How can a guy who pops 40 goals a year be underrated? Ask yourself, when was the last time Jake Guentzel was discussed as part of the Penguins, but apart from Crosby?

Guentzel is seen as a great sidecar to Crosby, but how many discuss him independently of his wingman status? He was equally good beside Malkin during Crosby’s injury absence in 2021-22, and the bet is that he’ll be just as good if he goes to another team next summer (at least until age catches him, perhaps a little quicker than others).

4. Martin Straka

He was another very important player as the Pittsburgh Penguins desperately fought to keep the team in Pittsburgh with a defunded lineup. Straka was the Penguins’ 1992 first-round pick, who didn’t find a home in the lineup and was traded to Ottawa, eventually bouncing from Ottawa to the Islanders to Florida in three years. However, he returned in 1997 as a new player. Straka was a tenacious forward with great speed and became a very good distributor for Jaromir Jagr, then later a winger with Alexei Kovalev and Robert Lang — the KLS line that carried the Penguins after Jagr.
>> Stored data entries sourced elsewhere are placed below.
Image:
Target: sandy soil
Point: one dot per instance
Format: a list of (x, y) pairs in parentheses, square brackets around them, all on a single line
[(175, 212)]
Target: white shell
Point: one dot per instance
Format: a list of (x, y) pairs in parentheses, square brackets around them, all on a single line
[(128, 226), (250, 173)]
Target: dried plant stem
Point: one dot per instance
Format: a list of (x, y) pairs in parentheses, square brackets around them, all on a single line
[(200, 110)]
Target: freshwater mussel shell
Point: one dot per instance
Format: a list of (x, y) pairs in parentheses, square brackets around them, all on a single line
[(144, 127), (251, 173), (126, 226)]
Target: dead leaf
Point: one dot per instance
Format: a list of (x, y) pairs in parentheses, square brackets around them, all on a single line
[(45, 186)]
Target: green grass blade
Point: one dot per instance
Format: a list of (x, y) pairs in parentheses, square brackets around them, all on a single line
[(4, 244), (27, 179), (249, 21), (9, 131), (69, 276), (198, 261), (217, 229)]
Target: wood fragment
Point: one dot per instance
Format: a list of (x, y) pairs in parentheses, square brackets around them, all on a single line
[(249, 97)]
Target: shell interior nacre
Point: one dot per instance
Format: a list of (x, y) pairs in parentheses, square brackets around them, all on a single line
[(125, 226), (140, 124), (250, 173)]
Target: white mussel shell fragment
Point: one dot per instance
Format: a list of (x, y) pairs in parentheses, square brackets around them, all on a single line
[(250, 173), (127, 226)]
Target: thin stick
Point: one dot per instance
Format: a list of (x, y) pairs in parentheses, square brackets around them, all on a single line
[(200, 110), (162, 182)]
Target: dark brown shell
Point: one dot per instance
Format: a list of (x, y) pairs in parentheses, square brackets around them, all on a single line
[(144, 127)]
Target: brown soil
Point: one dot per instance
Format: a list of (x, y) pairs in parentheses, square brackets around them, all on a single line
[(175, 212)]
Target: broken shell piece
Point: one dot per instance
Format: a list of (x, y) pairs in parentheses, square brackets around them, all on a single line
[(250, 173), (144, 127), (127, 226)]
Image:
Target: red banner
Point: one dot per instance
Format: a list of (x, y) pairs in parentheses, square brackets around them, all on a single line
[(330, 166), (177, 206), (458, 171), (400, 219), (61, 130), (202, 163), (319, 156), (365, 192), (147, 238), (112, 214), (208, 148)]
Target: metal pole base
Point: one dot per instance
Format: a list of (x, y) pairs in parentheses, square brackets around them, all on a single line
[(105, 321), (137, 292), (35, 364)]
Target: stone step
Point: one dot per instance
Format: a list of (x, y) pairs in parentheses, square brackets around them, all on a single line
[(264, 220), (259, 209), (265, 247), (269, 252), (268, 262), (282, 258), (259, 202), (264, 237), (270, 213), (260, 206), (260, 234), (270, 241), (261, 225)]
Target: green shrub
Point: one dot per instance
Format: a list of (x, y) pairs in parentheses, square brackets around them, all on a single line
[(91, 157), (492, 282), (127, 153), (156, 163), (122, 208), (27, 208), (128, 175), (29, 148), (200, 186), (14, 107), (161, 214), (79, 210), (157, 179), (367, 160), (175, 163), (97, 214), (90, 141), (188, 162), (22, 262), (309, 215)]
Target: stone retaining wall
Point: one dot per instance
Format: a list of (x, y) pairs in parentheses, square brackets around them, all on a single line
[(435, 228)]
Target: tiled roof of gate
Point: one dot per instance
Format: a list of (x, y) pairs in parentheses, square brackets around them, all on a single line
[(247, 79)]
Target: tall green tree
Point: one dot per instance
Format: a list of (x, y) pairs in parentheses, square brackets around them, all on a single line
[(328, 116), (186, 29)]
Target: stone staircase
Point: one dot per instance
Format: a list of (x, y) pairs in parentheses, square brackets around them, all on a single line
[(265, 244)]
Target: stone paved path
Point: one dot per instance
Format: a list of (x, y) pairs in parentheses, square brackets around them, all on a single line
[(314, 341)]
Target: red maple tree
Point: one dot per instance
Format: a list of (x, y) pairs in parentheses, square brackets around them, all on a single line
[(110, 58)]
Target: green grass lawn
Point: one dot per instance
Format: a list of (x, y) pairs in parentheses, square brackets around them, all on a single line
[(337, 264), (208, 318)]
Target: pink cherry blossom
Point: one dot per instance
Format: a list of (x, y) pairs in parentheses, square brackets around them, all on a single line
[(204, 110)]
Without a Stanley Cup ring, it seems Penguins history fondly remembers the ultra-talented Kovalev and even the great couple of seasons by Robert Lang before he signed a hefty free-agent deal with the Washington Capitals.

But Straka, as he was then, is oft overlooked. Straka posted 76 points in 82 games in 2005-06 with the New York Rangers. Then he popped for 70 points in 76 games the following season before age and injury caught up with him. He wasn’t a creation of those around him, but history too often records him as a footnote.

3. Brian Dumoulin

Dumoulin received greater praise as his injuries mounted late in his Penguins tenure than he did earlier, as more fans, media, and pundits realized his value. However, he was the silent Robin to Kris Letang’s Batman for most of his Penguins career. In 2016, teams crashed the Penguins’ net. It was Dumoulin who dug in his heels and fought back, providing the Penguins a much-needed net-front protector.

Dumoulin will never get much credit because of his paltry statistics, but he was the ideal Letang counterbalance for five years before multiple lower-body injuries prematurely slowed him.

2. Ken Wregget

The comfortable shoe in the Penguins’ net. As the Philadelphia Flyers’ backup goalie, he introduced himself to Penguins fans by denying the 1988-89 Penguins a trip to the Wales Conference Final. After Mario and Robbie Brown hung a 10-spot on Ron Hextall in Game 5, Wregget started the next two games and stuffed the Penguins.

He became a Penguins goalie in the blockbuster deals of 1992 that also brought Rick Tocchet and Kjell Samuelsson to Pittsburgh.

Wregget wasn’t much more than a 1A goalie, but he provided a substantial insurance policy against the oft-injured Tom Barrasso for most of the 1990s. When his career finished in 2000-01, Wregget had played seven seasons for the Penguins, but was taken for granted more than most in franchise history.

1. Bob Errey

Errey was the defensive conscience on Mario Lemieux’s line in the late 1980s and early 1990s. Errey was also part of the team’s heart, but his offensive statistics on those star-studded squads made him look like a Honda in a parking lot of Porsches.

After back-to-back Stanley Cups in 1991 and 1992, GM Craig Patrick traded him for defenseman Mike Ramsey at the 1993 NHL trade deadline, and the Penguins desperately missed his fire as they were out-scrapped by the New York Islanders in one of the biggest upsets of Stanley Cup playoffs history.

Perhaps even his own team underrated him. Fans know him now as the excitable color analyst on the TV broadcasts, but before that, he was a gutsy speedster who did the dirty work on a great team that needed it.